東城は、水を飲み終えるとベッドに入ってきて、広瀬を抱き込んできて。それから、神妙な声で言った。
「お前に謝らなきゃいけないことが2つある」
甘い雰囲気が醒めていく。
「なんですか?」
改まって言うからには相当のことだろう。広瀬自身も思わず姿勢を正す。
「一つは、実は、我が家の食料が底をつきかけているってことだ」
東城の声音が、遭難した探検隊のリーダーが食事を終えた後のような雰囲気をかもしだす。
「え?」
「今週、お前トラブルっぽかったから、うっかり知らせるの忘れてたんだけど、石田さん、今週、来週と休みなんだ。いっぱい料理作ってくれてたからもう少しもつかなと思ったんだが、さっき冷蔵庫みたらほとんどなくなってた」
広瀬は黙った。いつも以上に食べ物があったので、調子に乗って食べていたのだ。今日あたり追加で補充されると思っていたし、小森北署の件でストレスたまっていたのも原因だ。
「今日の夕飯はなんとかなったけど明日からは、ない」
仕方ないだろう。もっと早く言ってほしかったが。
「朝食は?」
「うーん、お茶漬けくらいはできるかな」俺が食べたんじゃないからな、と言いたそうだった。
「そうですか。外で食べるか買うかしますよ」
「明日、帰りにどこかに行こう。ご馳走するよ。待ち合わせでもするか?」
「東城さんを待っていたら、飢え死にするので、一人で食べます」
「そうか。そうだよなあ」と彼は言った。そして、再度改まった声になった。「もう一つのお詫びなんだけど」どうやらこちらの方が重大な謝罪のようだ。
「なんですか?」
「お母さんが、お前に頼み事があるっていうんだ」
広瀬は黙った。頼み事って、なんだろう。質問したり話を続けたら、Yesと言わなきゃいけなくなりそうだ。

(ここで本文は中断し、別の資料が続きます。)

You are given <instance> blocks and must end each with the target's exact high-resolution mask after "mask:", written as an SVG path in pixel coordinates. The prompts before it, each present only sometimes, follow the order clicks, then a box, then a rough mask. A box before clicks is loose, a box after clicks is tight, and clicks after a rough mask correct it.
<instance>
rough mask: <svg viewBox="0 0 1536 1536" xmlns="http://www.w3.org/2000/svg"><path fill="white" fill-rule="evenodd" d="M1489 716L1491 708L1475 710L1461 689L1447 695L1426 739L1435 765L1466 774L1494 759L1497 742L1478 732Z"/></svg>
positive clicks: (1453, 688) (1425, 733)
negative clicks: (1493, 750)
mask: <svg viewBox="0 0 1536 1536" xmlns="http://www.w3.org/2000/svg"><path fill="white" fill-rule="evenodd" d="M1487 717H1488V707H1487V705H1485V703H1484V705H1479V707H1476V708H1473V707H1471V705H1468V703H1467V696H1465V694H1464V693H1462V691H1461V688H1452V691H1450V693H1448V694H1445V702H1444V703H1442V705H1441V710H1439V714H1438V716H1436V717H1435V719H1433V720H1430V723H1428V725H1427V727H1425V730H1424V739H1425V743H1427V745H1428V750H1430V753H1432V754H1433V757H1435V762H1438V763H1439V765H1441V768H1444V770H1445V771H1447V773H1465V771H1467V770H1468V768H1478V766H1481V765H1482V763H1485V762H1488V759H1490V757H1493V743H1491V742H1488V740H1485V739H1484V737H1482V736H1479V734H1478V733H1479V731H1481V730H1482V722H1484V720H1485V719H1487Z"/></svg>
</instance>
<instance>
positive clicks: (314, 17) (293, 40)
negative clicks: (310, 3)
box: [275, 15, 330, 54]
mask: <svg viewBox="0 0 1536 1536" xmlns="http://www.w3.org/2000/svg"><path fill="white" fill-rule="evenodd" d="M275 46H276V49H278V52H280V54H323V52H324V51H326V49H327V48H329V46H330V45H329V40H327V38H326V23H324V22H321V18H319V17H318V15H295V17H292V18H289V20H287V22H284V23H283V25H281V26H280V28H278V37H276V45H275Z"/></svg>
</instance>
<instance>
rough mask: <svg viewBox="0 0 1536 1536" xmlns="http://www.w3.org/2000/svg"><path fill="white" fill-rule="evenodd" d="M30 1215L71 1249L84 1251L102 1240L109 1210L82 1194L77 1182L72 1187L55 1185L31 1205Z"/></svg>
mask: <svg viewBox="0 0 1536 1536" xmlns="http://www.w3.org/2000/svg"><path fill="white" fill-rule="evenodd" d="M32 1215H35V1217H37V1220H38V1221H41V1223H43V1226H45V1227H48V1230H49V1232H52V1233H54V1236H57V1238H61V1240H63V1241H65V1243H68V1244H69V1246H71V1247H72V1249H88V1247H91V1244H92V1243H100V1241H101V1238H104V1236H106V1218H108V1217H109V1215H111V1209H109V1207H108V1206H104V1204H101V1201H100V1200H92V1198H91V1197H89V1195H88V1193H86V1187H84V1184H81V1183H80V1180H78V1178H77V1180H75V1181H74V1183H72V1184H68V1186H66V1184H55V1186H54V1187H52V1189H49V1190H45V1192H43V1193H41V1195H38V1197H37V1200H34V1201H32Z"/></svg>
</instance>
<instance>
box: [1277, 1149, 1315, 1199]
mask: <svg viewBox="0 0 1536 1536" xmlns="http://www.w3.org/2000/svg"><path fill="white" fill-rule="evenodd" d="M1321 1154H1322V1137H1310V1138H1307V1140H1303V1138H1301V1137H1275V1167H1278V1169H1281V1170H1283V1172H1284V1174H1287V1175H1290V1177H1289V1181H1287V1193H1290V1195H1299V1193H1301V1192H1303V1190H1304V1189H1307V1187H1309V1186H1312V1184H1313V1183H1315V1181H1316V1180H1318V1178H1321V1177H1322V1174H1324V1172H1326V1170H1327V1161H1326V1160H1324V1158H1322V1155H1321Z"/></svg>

「頼みごとがなにか、俺もよく知らないんだけどな。お前に直接電話してくると思う。断りたかったら断っていいからな。俺に遠慮はいらない」
「直接電話」
「ああ」
「東城さんのお母さんが、どうして俺の電話番号を知っているんですか?」
「お前さ、だって、美音子さんに電話番号とか連絡先教えただろ」
「そうですけど。東城さんのお母さんにはお伝えしていません」
「お前、知らなかったんだな。そうか。そうだよな。後学のために教えてやるけどな、あいつらは実は、集合生命体なんだ。月に何回か集まって長時間にわたり甘いものをだらだら食べながら、あらゆる情報を交換し合うという習性がある。個体は一見別々だけど、実は、『お茶会』でつながっている巨大な生命体だと思った方がいい。お互いが仕入れたあることないことの噂話を全部交換し合ってるんだ。だから、今後はお前も美音子さんはお母さん、お母さんは美音子さんだと思って話をした方がいい」
めちゃくちゃな話だな、と広瀬は思った。しかも、こんな解説してるって知ったら、東城の家族の女性たちは本当に巨大な生命体になって怒ってきそうだ。
おまけに「正体がよくわからない人に電話番号とか、軽々しく教えてはだめだぞ」と東城は説教めいたことまで言った。